Friday, May 31, 2013

Chicken in Garlic-Almond Sauce

* 4 tbsp olive oil, divided
* 1/2 cup slivered almonds
* 2 cups cubed crustless white bread
* 4 garlic cloves
* 2 cups chicken broth
* 2/3 cup white wine
* 1/2 tsp freshly ground black pepper
* kosher salt
* 1 lb chicken breasts, pounded to an even thickness
* 1 onion minced
* 1 tbsp chopped flat-leaf parsley

1. Heat 3 tbsp olive oil in a large saute pan over medium heat.  Add almonds and stir until golden brown, about 3 minutes, then transfer them to paper towels.  Place 1/3 cup of the almonds into a blender or food processor, and leave the rest for garnish.
2. Add the bread crumbs and garlic to the saute pan.  Cook and stir until the bread is crisp and golden, around 4-5 minutes.  Using a slotted spoon transfer them to the blender.  Add the broth, wine, pepper and a pinch of salt to the blender.  Process until smooth.
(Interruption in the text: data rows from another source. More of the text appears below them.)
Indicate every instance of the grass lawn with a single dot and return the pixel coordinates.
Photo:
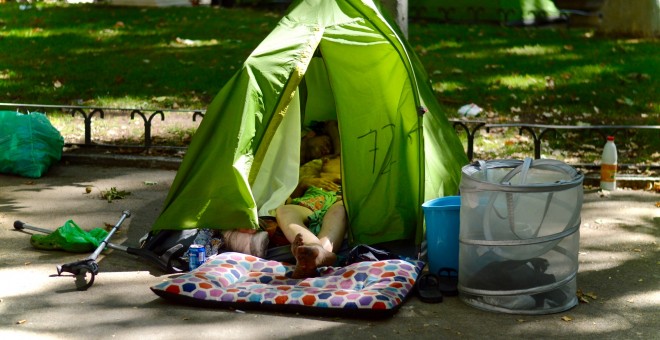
(96, 55)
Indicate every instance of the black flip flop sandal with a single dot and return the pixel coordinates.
(448, 283)
(427, 288)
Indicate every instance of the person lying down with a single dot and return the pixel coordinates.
(314, 218)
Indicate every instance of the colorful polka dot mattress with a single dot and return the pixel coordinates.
(240, 281)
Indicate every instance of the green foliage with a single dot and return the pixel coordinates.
(180, 57)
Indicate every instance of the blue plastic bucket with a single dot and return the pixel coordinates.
(442, 216)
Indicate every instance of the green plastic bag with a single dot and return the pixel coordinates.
(70, 237)
(29, 144)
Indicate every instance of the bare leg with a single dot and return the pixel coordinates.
(311, 251)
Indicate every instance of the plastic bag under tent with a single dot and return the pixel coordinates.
(519, 235)
(29, 144)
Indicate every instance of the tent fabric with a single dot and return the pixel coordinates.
(325, 59)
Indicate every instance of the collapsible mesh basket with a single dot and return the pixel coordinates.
(519, 235)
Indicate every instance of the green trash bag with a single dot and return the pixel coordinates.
(70, 237)
(29, 144)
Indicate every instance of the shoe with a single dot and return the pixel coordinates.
(448, 283)
(427, 288)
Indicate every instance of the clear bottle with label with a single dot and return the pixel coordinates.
(608, 165)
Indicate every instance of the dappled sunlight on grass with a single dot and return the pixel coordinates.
(523, 82)
(529, 50)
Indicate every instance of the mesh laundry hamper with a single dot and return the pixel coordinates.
(519, 235)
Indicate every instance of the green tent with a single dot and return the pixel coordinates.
(501, 11)
(324, 60)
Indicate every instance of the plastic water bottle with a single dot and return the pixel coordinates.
(608, 165)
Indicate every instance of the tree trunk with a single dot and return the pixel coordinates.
(399, 10)
(637, 18)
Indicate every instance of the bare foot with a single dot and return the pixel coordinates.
(309, 257)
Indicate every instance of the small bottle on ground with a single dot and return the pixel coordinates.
(608, 166)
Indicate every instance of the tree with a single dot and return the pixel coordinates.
(639, 18)
(399, 10)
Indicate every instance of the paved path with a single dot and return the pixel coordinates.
(618, 263)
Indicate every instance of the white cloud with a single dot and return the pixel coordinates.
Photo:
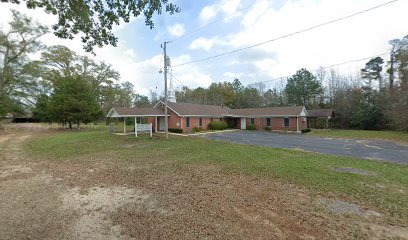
(357, 37)
(223, 7)
(190, 75)
(176, 30)
(208, 13)
(203, 43)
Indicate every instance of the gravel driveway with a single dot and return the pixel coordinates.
(367, 149)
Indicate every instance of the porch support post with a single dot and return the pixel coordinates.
(155, 125)
(327, 123)
(297, 123)
(124, 125)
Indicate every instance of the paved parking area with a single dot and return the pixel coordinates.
(367, 149)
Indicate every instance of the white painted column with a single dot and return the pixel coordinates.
(155, 125)
(135, 127)
(297, 123)
(124, 125)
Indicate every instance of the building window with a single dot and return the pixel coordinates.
(286, 122)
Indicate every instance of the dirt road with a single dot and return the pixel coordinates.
(103, 199)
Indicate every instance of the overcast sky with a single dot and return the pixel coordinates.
(138, 56)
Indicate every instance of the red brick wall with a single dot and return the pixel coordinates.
(195, 122)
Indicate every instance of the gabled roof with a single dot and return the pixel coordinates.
(134, 112)
(321, 113)
(270, 111)
(192, 109)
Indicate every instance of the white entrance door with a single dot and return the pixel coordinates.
(162, 124)
(243, 123)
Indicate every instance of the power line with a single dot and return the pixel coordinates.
(216, 21)
(289, 35)
(171, 73)
(330, 66)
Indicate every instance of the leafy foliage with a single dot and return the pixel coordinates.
(303, 89)
(95, 19)
(17, 86)
(73, 102)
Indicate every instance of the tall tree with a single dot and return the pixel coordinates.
(73, 102)
(141, 101)
(303, 89)
(22, 39)
(94, 19)
(372, 72)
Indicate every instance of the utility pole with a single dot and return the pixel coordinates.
(165, 90)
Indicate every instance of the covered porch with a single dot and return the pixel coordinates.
(319, 118)
(138, 119)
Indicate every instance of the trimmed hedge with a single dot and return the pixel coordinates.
(175, 130)
(251, 127)
(217, 125)
(197, 129)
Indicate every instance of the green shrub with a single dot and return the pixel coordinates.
(217, 125)
(197, 129)
(251, 127)
(175, 130)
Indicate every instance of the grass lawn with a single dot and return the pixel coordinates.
(386, 191)
(401, 137)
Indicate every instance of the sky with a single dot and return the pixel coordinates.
(206, 28)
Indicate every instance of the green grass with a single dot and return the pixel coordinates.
(401, 137)
(386, 192)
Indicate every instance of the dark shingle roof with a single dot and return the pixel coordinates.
(192, 109)
(198, 109)
(321, 113)
(130, 111)
(268, 111)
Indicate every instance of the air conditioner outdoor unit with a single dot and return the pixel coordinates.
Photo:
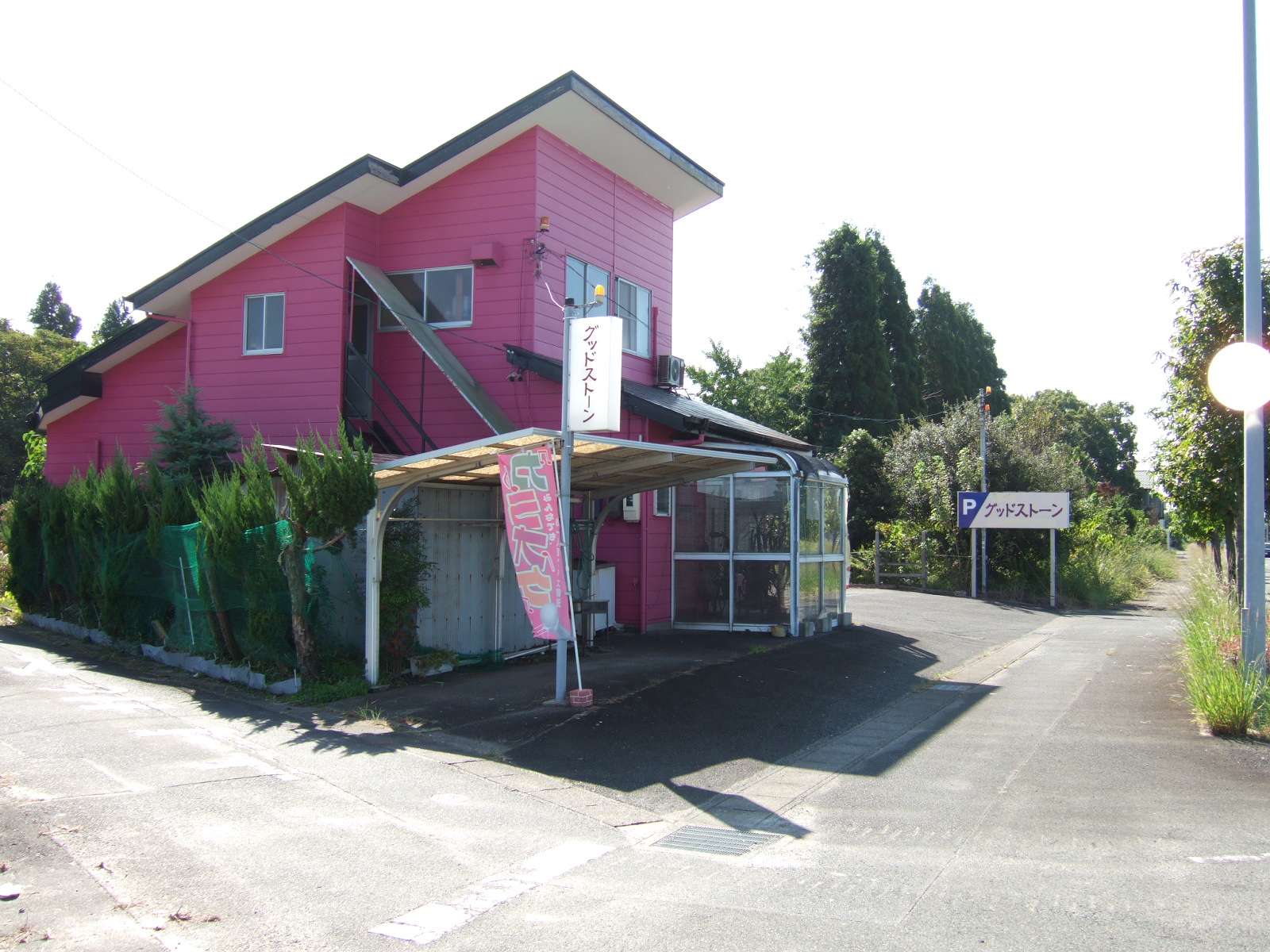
(670, 371)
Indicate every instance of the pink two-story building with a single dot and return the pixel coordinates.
(423, 308)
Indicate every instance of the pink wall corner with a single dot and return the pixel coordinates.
(603, 220)
(298, 391)
(122, 418)
(488, 201)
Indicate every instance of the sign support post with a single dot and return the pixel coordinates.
(1015, 511)
(975, 562)
(1053, 571)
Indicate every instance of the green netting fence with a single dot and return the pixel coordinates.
(206, 606)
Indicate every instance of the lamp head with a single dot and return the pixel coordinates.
(1240, 376)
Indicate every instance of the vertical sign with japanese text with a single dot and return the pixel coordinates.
(533, 518)
(595, 374)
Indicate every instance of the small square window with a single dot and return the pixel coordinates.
(662, 501)
(442, 296)
(634, 305)
(262, 324)
(581, 281)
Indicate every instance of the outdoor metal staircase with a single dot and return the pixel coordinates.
(368, 416)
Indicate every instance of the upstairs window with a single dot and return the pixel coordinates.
(581, 281)
(662, 501)
(634, 305)
(262, 324)
(444, 296)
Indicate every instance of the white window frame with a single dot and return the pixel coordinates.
(657, 499)
(584, 308)
(384, 310)
(648, 325)
(247, 300)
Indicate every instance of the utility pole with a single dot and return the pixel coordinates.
(984, 412)
(1254, 647)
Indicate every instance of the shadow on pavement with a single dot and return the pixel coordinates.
(679, 715)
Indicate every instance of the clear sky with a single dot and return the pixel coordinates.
(1052, 164)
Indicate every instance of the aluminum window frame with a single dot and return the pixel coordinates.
(264, 323)
(583, 309)
(647, 324)
(381, 309)
(800, 562)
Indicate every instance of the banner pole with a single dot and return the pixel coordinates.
(565, 511)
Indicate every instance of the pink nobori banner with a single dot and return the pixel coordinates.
(533, 517)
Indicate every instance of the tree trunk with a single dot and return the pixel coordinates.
(1238, 559)
(1230, 555)
(294, 565)
(228, 641)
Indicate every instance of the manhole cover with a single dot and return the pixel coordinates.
(709, 839)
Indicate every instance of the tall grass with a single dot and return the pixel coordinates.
(1229, 696)
(1110, 571)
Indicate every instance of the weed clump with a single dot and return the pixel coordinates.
(1229, 696)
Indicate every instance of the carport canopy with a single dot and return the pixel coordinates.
(603, 467)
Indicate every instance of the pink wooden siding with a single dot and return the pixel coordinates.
(609, 222)
(489, 201)
(298, 390)
(129, 406)
(498, 198)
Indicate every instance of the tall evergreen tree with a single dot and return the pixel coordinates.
(772, 393)
(1199, 460)
(899, 327)
(190, 446)
(52, 314)
(958, 355)
(848, 349)
(117, 317)
(25, 359)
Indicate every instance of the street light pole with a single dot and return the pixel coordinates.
(1254, 643)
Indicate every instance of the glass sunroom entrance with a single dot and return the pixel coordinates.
(745, 543)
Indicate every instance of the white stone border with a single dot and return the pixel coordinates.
(175, 659)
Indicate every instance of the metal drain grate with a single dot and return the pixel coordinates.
(709, 839)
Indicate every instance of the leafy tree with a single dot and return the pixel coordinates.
(1104, 436)
(927, 465)
(861, 459)
(37, 450)
(403, 589)
(329, 493)
(25, 361)
(772, 393)
(52, 314)
(958, 355)
(1199, 461)
(849, 355)
(117, 317)
(188, 444)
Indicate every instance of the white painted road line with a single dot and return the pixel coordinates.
(433, 920)
(1260, 858)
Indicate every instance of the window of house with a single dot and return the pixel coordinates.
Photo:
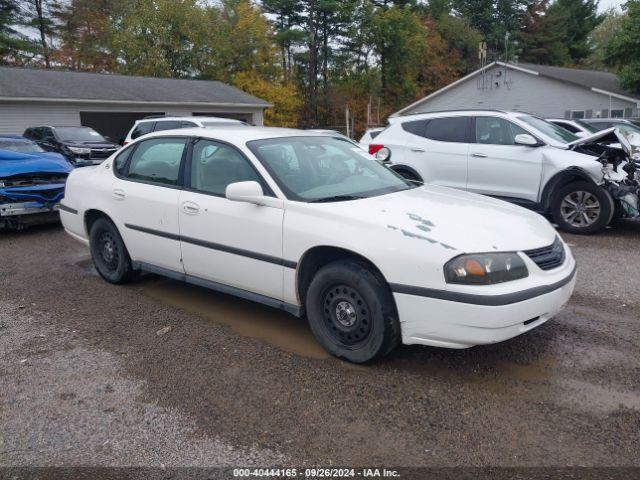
(157, 160)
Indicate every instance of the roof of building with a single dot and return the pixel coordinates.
(25, 83)
(606, 83)
(587, 78)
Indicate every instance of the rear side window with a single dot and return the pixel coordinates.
(417, 127)
(142, 129)
(157, 160)
(167, 125)
(452, 129)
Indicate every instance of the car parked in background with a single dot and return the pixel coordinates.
(604, 123)
(309, 224)
(369, 136)
(80, 145)
(515, 157)
(31, 183)
(578, 127)
(157, 123)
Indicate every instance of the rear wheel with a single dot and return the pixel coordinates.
(582, 208)
(351, 312)
(109, 253)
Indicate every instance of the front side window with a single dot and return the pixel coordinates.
(548, 129)
(451, 129)
(142, 129)
(325, 169)
(496, 131)
(214, 166)
(157, 160)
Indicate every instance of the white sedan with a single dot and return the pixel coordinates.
(310, 224)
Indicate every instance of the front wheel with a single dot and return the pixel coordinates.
(582, 208)
(109, 253)
(351, 312)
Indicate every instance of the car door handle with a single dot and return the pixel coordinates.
(190, 208)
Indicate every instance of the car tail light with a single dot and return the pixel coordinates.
(374, 148)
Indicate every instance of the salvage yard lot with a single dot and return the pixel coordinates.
(159, 372)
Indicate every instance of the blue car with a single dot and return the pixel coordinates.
(31, 183)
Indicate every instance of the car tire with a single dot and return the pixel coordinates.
(575, 205)
(108, 252)
(351, 312)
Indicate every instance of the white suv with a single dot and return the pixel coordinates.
(515, 157)
(157, 123)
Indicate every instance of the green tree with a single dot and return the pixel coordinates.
(579, 18)
(15, 47)
(542, 37)
(621, 52)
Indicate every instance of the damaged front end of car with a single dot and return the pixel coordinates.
(30, 189)
(618, 151)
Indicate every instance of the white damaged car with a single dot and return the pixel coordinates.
(310, 224)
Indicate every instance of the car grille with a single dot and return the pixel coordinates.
(101, 154)
(548, 258)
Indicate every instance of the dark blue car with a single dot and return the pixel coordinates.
(31, 183)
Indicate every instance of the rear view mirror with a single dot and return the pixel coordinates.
(526, 140)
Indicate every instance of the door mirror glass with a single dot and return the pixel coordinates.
(249, 192)
(526, 139)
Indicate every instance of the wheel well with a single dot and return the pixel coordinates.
(317, 257)
(90, 216)
(560, 180)
(405, 168)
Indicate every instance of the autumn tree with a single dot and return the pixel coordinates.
(542, 37)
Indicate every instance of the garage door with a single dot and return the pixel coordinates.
(115, 125)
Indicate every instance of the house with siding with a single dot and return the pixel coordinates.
(112, 103)
(545, 91)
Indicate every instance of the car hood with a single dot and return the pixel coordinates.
(452, 220)
(17, 163)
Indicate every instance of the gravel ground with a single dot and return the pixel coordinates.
(160, 373)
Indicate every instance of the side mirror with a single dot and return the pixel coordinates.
(526, 140)
(248, 192)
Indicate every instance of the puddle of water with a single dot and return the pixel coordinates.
(249, 319)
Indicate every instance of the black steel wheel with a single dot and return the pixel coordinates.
(351, 312)
(109, 253)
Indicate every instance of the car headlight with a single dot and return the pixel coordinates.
(485, 268)
(80, 150)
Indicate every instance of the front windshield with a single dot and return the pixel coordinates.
(17, 145)
(549, 129)
(325, 169)
(587, 127)
(78, 134)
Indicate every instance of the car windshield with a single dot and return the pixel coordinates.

Set aside.
3. Heat the last 1 tbsp of oil over medium high heat.  Season the chicken with salt and pepper.  Brown the chicken in oil.  Remove the browned chicken to a plate.
4. Add the onion to the pan and cook for 6 minutes.  Add the sauce and chicken to the pan with the onions, ensuring the sauce covers the chicken.  Bring the sauce to a simmer, then cover.  Simmer the chicken in the sauce until cooked through, about 12 minutes.
5. Serve the chicken with the sauce.  Use the parsley and reserved almonds as garnish when serving.

We loved this!  The chicken was very moist from cooking in the sauce, and the flavor was so different from other chicken dishes we've made, which was a nice change of pace!